One of the broader selections in terms of genre is fantasy. Sure, might wish to casually play some Romme (generally known as “rummy”), or other similar card or board games that can be rendered virtually, while others look for simulators or games that can represent or even mirror reality (hence the ubiquitous term of “realistic games”) but even if testing technology in order to see how close it can get to being a copycat to the real world is fun, there is no denying that another major strong point of gaming is making the impossible, the unlikely, the fantastic, into something that one can experience, be part of and enjoy.

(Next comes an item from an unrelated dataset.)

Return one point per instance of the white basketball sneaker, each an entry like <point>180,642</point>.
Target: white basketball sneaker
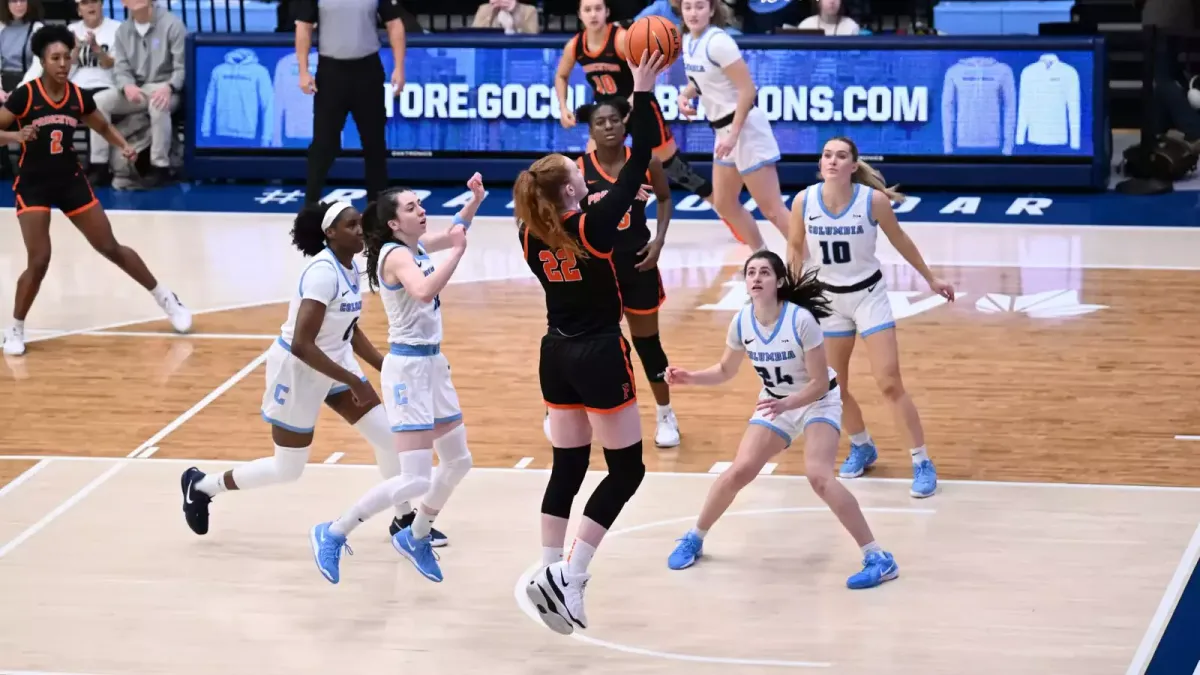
<point>558,596</point>
<point>15,341</point>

Whether it is online or offline, examples of fantasy games are easily found. These are a valid door into the creative mind of the makers, for it is interesting to see how differently (or less so) people can work with a sum of pre-existent concepts. As said before, there is little (if anything) that has not been done yet, thus striving results from ingenuity and the novelty that one can spring from a given idea. For the purpose of giving an example, let’s take the dragons. Everybody loves dragons, don’t they? Anyway, these mythical creatures are simple as an idea, but they spread out into many different kinds (some that you may have not even heard of - wyrms, wyverns) and the way they are portrayed in games spans a multitude of ideas and combinations which result in a near-infinite palette of examples.
So, fantasy games are for those who wish to see things that cannot exist in real life. They are not looking for something realistic, but for the contrary - the mystic, the mysterious, the magical. And when this niche blends with others (such as fantasy-horror or fantasy-shooters, to name a couple), you can just imagine the whole new array of stuff that can be created - all for the joy of those who embrace gaming as their hobby.